Leenarts credits Saridakis with the high-bodied look. “In the early design sketches we still had a lot of wedge in the DLO [daylight opening] but until George made the excellent suggestion do an anti-wedge and connecting the lamps to give the long look to the hood,” says Leenarts. “That was probably the most exciting moment.” The effect of this unifying line is helped by the ‘floating’ A-pillar which is blacked off at the base to accentuate the line that runs horizontally from the upright headlights along the hood and window base before kicking up over the rear wheelarch to connect with the taillamp.

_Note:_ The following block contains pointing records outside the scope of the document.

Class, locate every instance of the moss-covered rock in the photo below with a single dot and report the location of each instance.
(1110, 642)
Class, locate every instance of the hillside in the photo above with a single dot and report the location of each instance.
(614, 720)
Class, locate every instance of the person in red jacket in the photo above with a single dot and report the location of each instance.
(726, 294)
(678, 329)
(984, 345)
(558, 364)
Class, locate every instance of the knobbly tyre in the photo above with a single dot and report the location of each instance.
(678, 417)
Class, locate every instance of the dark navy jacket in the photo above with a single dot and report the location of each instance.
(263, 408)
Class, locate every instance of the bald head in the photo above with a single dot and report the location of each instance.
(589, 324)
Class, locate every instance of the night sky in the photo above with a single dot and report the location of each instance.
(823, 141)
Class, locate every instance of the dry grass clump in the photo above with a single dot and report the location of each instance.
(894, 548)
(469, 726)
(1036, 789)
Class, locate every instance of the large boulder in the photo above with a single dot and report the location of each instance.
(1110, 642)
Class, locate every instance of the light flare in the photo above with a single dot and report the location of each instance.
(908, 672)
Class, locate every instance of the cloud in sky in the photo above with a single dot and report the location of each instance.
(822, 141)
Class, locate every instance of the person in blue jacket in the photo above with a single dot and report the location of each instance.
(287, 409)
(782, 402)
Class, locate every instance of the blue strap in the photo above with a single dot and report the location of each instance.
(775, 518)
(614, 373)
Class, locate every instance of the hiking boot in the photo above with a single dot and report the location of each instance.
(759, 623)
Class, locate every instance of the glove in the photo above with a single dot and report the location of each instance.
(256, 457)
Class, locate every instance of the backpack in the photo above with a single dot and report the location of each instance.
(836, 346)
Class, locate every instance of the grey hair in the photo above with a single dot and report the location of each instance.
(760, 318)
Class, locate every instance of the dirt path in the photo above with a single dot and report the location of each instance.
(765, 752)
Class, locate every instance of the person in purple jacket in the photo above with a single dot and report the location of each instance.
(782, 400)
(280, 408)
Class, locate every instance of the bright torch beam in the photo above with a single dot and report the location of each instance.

The small SUV segment is full of emotional designs that have been very successful in persuading buyers to pay more for what’s still a small car (the Puma is just 4186mm long, compared to 4040mm for the Fiesta). Some designs have adopted a polarising look pioneered by the Juke, while others are more conservative. Ford aimed to tread between the two. “We wanted to stand out and be compelling and attractive but not be a weird science project,” Saridakis said.
The design of the Puma steers clear of the ruggedness of the EcoSport to produce something that’s both athletic and simple. “We don’t rely on a tensioned, crisp line front to rear to convey the dynamism of the car,” Saridakis said. “Instead we’re using the wheelarches and their positioning of the muscles to convey that.” The rounded forms this creates didn’t look “blobby” because the engineers gave the designers the car the proportions they wanted. “It would be very easy to mess up with such surface language. But it pulls it off because everything is in the right place,” Saridakis said.
The engineers didn’t lose out – the wide track gives them the opportunity to inject the dynamism into the driving style that’s often lacking in the segment and also increase the space inside. The goal was not just to design the Puma to look sexy, but make the interior thoroughly useable, especially in the boot, in both width and depth. “Joe Bakaj [Ford of Europe VP of product development, since retired] was very instrumental in supporting this, and he kept pushing us. ‘One metre! One metre!’ he’d keep saying,” Saridakis said.
One metre was the target width of the boot opening, but the designers found the taillights were being squeezed further and further out. So they asked split the taillights across the boot lid, which was already a costly item because it sits flush without a bumper step. “Research helps you to have all these extras,” Saridakis said.
The interior itself is pretty much pure Fiesta to help claw back some costs, with the addition of zipped seat fronts supplied by Adient for cleaning or for personalisation (something the Renault Captur also has). However the Puma’s interior party piece is the boot itself. Under a removeable boot floor sits an enormous 80-litre glassfibre box to increase the total size to 456 litres. The idea came from the designer ‘energy rooms’ where they collectively came with incremental features. “What’s the point of doing a good looking car if it didn’t add anything for the customer?” Saridakis said. It helped that the only electrification the car will have is a mild-hybrid option.
The studio had a foam-core mock-up of the boot space to help them visualise it, and once they’d incorporated they had to work out how to hide it. They were satisfied with the result, said Saridakis: “You don’t walk around the car thinking it’s going to swallow enough luggage for three months.”